Quantum denoising software lets users balance the trade-off between dose level and image quality. Operators can either lower the dose by as much as 50% and maintain image quality, or keep the standard dose and improve image quality.

Toshiba’s ‘Sure Exposure’ ensures optimum image quality at minimum patient dose, by adjusting the tube current during scanning. Often reducing total dose by up to 40% per patient, it is especially valuable in paediatric examinations to ensure children receive the lowest acceptable dose, every time.

Raster Artifact Suppression Protocol (RASP) reduces streak artifacts from high-absorption areas like the shoulders and pelvis, and minimises the need to increase dose to compensate for absorption.

For more information visit:

Siemens’ Somatom Sensation

Siemens Somatom Sensation 64 was first introduced at the Radiological Society of North America (RSNA) 2003. Sensation 64 offers clinicians the peak of clinical performance. Empowered by the Siemens unique Straton tube and z- Sharp Technology, the Somatom Sensation 64 enables the user to routinely achieve unprecedented diagnostic detail with the industry’s highest isotropic resolution of below 0.4mm and fastest rotation time of up to 0.33 seconds. By utilising the most powerful advanced applications, the user can image the smallest pathology and finest anatomical structures in just a few seconds.

The Somatom Sensation also utilises the newly developed Speed4D technology which has changed CT tube design, dose optimisation and workflow management to enable the automation of complex imaging processes while providing consistent, high quality results in a minimum amount of time. Siemens’ ‘CARE Dose4D’ automatically adjusts the tube current in real-time to reduce dose up to 66% while maintaining optimal image quality. ‘WorkStream4D’ directly generates diagnostic images in any desired plane, thus eliminating time consuming, manual reconstruction steps.
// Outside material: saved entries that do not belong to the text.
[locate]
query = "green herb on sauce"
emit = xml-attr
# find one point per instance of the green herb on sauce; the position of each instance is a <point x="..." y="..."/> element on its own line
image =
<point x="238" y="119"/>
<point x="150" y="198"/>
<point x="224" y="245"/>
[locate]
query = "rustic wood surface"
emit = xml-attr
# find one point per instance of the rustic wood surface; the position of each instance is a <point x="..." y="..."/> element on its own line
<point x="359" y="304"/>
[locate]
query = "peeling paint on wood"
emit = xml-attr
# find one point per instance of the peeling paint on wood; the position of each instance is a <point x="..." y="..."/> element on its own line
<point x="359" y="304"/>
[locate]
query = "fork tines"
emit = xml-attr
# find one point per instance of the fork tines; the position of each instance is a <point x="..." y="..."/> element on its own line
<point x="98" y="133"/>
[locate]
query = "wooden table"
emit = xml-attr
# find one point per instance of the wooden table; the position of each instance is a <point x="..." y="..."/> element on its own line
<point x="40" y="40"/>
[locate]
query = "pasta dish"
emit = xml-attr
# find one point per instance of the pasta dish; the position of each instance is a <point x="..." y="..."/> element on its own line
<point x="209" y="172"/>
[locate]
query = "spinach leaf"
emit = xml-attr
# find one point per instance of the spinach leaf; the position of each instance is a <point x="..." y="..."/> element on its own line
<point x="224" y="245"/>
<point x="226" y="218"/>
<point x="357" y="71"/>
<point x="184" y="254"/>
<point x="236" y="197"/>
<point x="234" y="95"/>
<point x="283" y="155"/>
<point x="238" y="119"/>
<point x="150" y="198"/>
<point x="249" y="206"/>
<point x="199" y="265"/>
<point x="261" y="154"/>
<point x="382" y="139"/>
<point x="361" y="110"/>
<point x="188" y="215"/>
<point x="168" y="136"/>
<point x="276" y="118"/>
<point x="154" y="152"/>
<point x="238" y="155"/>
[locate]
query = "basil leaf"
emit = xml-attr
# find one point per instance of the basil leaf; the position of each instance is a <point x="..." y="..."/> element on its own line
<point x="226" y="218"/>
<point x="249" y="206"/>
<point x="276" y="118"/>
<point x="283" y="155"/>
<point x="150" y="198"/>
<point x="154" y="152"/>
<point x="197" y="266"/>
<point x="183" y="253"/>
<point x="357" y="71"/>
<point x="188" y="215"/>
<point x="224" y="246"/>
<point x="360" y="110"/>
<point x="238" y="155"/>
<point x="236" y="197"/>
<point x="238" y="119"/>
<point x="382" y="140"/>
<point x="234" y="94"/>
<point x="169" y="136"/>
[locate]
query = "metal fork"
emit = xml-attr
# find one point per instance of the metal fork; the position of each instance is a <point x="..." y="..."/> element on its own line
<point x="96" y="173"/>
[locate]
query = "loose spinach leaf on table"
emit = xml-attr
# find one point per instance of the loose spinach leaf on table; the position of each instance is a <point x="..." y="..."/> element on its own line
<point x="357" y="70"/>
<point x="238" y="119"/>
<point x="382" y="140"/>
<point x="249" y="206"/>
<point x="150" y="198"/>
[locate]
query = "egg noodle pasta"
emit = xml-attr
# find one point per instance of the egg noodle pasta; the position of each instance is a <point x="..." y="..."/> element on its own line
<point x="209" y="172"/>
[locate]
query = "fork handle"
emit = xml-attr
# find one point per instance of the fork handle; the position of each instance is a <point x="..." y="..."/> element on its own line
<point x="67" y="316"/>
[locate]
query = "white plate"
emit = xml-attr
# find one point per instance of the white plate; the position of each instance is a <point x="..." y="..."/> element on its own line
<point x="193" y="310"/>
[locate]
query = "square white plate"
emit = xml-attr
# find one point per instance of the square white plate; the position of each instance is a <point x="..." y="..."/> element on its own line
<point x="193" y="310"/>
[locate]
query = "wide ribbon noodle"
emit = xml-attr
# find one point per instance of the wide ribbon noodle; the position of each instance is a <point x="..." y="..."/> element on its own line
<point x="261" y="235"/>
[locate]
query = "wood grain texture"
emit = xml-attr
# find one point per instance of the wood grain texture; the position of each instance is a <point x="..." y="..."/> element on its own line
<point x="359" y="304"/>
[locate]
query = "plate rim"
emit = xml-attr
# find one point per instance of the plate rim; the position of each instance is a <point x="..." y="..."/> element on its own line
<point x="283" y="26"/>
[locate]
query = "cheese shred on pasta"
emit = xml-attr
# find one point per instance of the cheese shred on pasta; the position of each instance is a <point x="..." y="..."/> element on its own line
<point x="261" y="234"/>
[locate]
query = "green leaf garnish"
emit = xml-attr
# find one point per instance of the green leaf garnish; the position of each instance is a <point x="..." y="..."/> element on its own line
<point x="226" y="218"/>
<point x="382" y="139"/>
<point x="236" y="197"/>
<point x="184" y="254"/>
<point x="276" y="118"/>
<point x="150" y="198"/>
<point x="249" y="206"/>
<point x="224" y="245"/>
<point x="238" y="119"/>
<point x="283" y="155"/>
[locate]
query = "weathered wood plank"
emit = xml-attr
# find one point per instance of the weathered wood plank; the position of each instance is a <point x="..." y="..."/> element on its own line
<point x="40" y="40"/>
Siemens Navigator is designed to give the clinician intelligent, reliable workflow for data acquisition, image reconstruction and routine post-processing at the CT scanner. Built on Siemens’ unique ‘syngo’ platform, the Navigator is intuitive and user friendly. With the integrative WorkStream4D concept, the Navigator provides unmatched speed and efficiency, facilitating simultaneous acquisition and reconstruction at a single workplace. With access to a comprehensive portfolio of syngo clinical applications, the Navigator helps the clinician achieve seamless integration of their diagnostic workflow.

Siemens Medical Solutions says it has the world's largest installed base of 64-slice CT technology in clinical routine worldwide. Two hundred 64-slice CT systems have been installed, 80 of which include the Somatom Sensation Cardiac 64 in hospitals' cardiovascular departments or institutions specialised in the diagnosis and treatment of cardiovascular disease.

The Somatom Sensation Cardiac 64 is Siemens’ latest contribution to CT technology. Siemens says: “With the world's fastest gantry rotation speed of 0.33 seconds, the Somatom Sensation Cardiac 64 routinely achieves a temporal resolution of 83 milliseconds, and thus facilitates scanning of patients even with higher heart rates, virtually freezing the heart's motion. Utilising Siemens' unique ‘z-Sharp’ technology, the scanner delivers optimal image quality with a routine isotropic resolution of below 0.4mm. This unique temporal and isotropic spatial resolution, available in all routine and cardiac modes, allows for optimal evaluation of peripheral segments of the coronary arteries, including plaque evaluation, and improves follow-up assessment of stent patency with high confidence.

“The combination of the fast rotation speed with 64- slice acquisition also enables an electrocardiography (ECG) gated coverage of the entire chest in a short 15- second breath hold. For the first time, this CT performance allows for the evaluation of the most common causes of acute chest pain with a single scan. A routine scan of the coronary arteries only takes about eight seconds.”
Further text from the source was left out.